Riding the bus is another option but may take a similar amount of time, accounting for bus stops and waiting time. 

The only other option first-years and those living on South Campus have is Rams Market, which offers a small selection of chips and snacks but very little fresh food aside from the Subway located inside. Additionally, small campus convenience stores like Rams Market and The Pit Stop do not offer many options that accommodate dietary restrictions and preferences. 

Beyond this, students have to go out of their way due to the lack of food available within walking distance. Several students who do not have access to cars on campus will take the bus to grocery stores like Food Lion and Trader Joe's, both of which are about four miles away from the center of campus.

The lack of healthy food available on and near UNC’s campus makes it evident that we have a food desert. Not allowing students to have healthy and affordable options to choose from has long-term implications for health and well-being. Food deserts can contribute to lack of variety in diets, and when you're surrounded by restaurants, it can break the bank.  

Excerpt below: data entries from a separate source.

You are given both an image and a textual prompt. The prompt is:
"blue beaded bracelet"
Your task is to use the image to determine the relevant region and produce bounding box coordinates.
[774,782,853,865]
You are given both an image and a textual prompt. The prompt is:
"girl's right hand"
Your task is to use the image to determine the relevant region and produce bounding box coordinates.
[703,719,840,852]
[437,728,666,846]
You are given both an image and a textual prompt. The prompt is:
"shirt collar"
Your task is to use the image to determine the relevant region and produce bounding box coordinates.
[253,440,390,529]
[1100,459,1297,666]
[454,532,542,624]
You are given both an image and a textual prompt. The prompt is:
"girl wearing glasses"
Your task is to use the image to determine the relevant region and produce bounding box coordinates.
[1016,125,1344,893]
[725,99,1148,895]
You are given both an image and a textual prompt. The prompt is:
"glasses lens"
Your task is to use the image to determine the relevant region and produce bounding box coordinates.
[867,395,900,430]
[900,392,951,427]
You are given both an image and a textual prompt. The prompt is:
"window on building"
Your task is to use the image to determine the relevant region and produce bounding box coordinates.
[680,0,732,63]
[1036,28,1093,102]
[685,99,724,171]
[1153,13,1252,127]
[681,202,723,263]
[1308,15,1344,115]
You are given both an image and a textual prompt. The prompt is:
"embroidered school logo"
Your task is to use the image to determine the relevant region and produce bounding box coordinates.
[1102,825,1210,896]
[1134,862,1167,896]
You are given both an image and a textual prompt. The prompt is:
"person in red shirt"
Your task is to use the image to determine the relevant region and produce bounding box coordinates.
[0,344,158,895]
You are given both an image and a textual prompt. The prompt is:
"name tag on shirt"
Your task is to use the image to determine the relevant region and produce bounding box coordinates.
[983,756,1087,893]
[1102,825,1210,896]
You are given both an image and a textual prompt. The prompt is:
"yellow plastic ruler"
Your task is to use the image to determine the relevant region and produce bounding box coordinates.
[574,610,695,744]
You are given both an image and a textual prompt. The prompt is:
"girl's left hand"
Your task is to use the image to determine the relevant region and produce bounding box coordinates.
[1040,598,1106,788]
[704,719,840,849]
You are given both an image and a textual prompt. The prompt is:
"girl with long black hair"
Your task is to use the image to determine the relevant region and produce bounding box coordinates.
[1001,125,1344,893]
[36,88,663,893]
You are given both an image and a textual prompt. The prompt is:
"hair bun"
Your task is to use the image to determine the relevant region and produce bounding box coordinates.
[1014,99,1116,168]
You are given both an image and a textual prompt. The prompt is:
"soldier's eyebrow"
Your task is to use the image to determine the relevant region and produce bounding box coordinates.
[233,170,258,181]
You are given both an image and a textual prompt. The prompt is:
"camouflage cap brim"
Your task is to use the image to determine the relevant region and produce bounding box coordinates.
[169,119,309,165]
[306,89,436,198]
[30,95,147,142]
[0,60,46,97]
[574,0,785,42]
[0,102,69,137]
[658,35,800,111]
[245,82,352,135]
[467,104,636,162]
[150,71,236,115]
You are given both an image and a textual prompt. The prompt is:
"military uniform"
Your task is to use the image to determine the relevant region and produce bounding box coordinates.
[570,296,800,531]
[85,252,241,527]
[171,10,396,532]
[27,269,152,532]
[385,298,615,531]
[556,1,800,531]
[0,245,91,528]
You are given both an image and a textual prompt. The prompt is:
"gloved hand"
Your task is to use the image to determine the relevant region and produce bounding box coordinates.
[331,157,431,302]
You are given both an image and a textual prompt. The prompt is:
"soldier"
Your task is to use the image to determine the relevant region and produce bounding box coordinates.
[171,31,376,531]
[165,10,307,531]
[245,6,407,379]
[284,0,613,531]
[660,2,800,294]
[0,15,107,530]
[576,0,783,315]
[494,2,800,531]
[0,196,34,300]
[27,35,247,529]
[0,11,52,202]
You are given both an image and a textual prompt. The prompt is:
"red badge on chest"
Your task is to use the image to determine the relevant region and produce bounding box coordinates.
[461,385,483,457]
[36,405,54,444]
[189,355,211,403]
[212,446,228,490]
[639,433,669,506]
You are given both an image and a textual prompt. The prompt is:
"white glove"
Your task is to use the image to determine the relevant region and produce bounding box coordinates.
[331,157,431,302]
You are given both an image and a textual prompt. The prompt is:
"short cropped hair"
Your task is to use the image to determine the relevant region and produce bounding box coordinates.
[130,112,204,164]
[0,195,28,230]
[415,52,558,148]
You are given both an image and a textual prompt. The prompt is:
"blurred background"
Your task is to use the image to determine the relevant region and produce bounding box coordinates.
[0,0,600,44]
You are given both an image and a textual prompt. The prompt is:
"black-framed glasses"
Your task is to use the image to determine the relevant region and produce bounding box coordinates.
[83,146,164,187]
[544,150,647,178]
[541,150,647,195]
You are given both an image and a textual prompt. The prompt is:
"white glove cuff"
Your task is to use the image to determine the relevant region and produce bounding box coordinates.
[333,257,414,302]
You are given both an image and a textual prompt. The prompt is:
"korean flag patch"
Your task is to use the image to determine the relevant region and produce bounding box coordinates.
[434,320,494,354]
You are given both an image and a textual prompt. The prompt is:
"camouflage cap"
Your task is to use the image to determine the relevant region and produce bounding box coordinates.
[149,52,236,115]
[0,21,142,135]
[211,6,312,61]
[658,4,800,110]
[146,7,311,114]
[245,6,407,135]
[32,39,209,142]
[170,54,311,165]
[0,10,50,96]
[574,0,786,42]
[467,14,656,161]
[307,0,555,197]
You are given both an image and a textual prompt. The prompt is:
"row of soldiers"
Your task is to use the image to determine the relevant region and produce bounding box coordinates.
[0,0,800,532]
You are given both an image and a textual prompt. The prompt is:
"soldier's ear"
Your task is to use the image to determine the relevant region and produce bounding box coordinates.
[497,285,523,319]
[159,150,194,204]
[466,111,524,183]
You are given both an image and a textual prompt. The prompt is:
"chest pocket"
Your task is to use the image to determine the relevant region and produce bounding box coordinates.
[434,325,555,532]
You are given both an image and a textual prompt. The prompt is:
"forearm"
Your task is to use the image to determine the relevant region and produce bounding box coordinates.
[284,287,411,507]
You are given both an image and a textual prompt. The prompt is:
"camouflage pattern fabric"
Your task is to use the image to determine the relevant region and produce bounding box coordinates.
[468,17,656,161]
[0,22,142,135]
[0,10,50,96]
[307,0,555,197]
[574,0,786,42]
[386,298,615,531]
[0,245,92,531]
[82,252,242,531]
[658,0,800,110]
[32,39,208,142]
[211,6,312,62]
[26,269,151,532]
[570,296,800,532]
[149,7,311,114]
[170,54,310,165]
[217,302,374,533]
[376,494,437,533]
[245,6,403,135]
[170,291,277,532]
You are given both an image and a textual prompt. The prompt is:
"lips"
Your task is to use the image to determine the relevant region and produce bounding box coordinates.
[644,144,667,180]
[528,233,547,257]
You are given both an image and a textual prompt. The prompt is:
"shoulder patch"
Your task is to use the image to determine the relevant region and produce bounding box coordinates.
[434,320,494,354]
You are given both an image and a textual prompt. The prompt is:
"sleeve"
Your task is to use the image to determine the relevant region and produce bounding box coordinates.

Of course, UNC dining halls offer an array of foods daily and have set criteria for food options they must uphold. But you will struggle to find something healthy, vegan, vegetarian or gluten-free. 

Meal plans can also be expensive — with the cheapest meal plan coming in at $1,690 and the unlimited plan, which accounts for three meals a day and snacks, setting you back $2,825. 

Perhaps there will be some future where Chapel Hill allows for more grocery options on Franklin. But, in the meanwhile, there are some ways we can make the most of what we have. 

Benefit more from your meal plan by getting or bringing a to-go container when heading to dining halls. You can also carpool with other students to grocery stores to restock essentials.

Stay vigilant. Even though Franklin Target prices are high, these stores all price match. This means that you can get a partial refund if you prove that the same item is listed at a lower price at another store (from the list of retailers they guarantee a price match with) using advertisements and screenshots. If you come to the register ready to negotiate better prices, they can’t turn you away.